I was able to attend Mass with members of the Aboriginal community on Sunday then join with several hundred people who have links to Ireland for another Eucharistic celebration in the afternoon.
Waverley cemetery was the location for the Irish event, which was held in common with commemorations stretching from Dublin across many cities of the world to mark the centenary of the Rising in Ireland’s capital at Easter 1916.
It was on Easter Monday of that year, with the date then 24 April that armed insurrection began that was to last for six days and lead to the loss of nearly 500 lives in street fighting with many of the leaders later executed or imprisoned for their attempts to demand an end to British rule and the establishment of an Irish republic.
The reading of the Proclamation on the steps of the Dublin GPO is recalled as the most positive moment for the Rising, and copies of that document continue to adorn the walls of many homes of people who have family connections to Ireland.

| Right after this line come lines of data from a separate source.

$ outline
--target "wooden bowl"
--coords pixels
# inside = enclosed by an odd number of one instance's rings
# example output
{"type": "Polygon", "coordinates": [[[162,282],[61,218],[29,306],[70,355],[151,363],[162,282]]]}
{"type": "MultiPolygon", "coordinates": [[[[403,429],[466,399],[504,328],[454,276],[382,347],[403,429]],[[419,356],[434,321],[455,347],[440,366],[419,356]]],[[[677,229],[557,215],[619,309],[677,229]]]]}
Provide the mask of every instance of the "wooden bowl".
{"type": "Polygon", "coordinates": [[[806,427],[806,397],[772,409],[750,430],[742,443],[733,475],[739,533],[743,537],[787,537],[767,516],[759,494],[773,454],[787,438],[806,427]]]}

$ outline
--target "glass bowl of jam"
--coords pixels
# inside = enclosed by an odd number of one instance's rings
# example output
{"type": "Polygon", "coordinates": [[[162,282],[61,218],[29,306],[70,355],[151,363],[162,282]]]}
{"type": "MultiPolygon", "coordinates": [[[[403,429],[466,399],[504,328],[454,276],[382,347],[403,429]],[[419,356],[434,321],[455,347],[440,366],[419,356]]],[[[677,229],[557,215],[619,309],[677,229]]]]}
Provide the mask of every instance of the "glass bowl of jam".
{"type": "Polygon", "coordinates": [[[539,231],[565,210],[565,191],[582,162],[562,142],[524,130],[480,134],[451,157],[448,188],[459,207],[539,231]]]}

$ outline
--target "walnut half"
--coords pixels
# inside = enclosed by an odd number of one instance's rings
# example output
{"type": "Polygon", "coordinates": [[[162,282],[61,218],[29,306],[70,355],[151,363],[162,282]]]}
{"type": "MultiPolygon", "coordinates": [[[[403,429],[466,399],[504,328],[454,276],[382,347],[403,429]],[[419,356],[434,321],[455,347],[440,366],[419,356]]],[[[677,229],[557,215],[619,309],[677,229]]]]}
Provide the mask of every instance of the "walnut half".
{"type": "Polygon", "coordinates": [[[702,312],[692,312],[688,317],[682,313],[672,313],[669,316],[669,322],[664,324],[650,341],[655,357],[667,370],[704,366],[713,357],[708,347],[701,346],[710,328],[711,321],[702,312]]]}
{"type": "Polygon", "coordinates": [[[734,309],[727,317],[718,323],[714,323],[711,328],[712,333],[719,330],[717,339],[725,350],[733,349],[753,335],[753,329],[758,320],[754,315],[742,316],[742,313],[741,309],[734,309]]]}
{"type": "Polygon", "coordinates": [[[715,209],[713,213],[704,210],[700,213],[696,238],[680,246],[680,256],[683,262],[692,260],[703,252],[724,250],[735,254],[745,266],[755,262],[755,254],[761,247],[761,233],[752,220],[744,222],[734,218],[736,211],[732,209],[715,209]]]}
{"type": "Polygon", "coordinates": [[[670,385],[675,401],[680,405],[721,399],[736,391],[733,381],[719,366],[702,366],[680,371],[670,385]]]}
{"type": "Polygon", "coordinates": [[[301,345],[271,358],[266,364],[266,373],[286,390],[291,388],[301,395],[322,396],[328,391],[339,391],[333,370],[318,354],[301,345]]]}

A crowd estimated at 250,000 lined the streets of that city to remember the event last weekend, dwarfing the number at Waverley which still boasted the largest gathering for many years for its annual Easter Sunday commemorations at the grave of 1798 Irish republican leader, Michael Dwyer.
Sydney’s Mass was celebrated by Bishop Terry Brady assisted by Irish-born Bishop David Cremin, whose homily drew also from recent events linked to terrorism in Belgium and Pakistan to remind those present to “pray and work for a better world”.
Further words invoking memories of the sacrifices of people who worked towards freedom in Ireland were delivered by their Consul General to Sydney, Ms Jane Connolly and visiting parliamentarian, Paul Maskey.
Readings of the Proclamation were presented in the Irish and the English languages and were delivered again from the steps of the Sydney GPO on Easter Monday morning.
Attendance at the Easter Mass for the Aboriginal community which was held at Redfern for the first time in several years failed to rival the numbers at Waverley, but they were well in excess of those who had been part of the congregation at the former location – Our Lady of Perpetual Succour at Erskineville.
They ensured a welcome homecoming for the Mass at the church of St Vincent de Paul at Redfern, a location that’s close to both the heart and the location of the city’s Aborigines.
Chaplain to the Aboriginal Community, Fr Barry Brundell MSC who is the parish priest of Erskineville agreed to the move, sanctioned by the PP of Redfern, Fr Melvin Llabanes and the Aboriginal Catholic Ministry is planning to make it a feature on one Sunday each month, along with monthly celebrations held each first Sunday at the Reconciliation Church at Yarra Bay near La Perouse.
St Vincent de Paul is a church which has undergone extensive renovations recently, and its walls embrace the Aboriginal community by quoting words from Pope John Paul II during his visit to Alice Springs in 1986 when he appealed to them to be faithful to their worthy traditions but to open their hearts to the uplifting message of Jesus Christ: something that was reflected in that Easter Mass.
At the Stations of the Cross in my own parish on Good Friday, the first and the eleventh stations reminded us to “respect and love Christ in all people” regardless of “the colour of their skin” and to remember: “He is crucified in all who are marginalised in our society because of their race”.
That message lingered as I observed a good number of non-Aborigines on Sunday morning at Redfern.
Setting the scene for the Easter break was attendance at Mass on Holy Thursday which set the theme for the weekend through the gospel message to “Love one another; just as I have loved you” (John 13:34)
Christ delivered on that through sacrificing his human life for others, and the events of Easter continue to offer refreshment for this important key to our faith.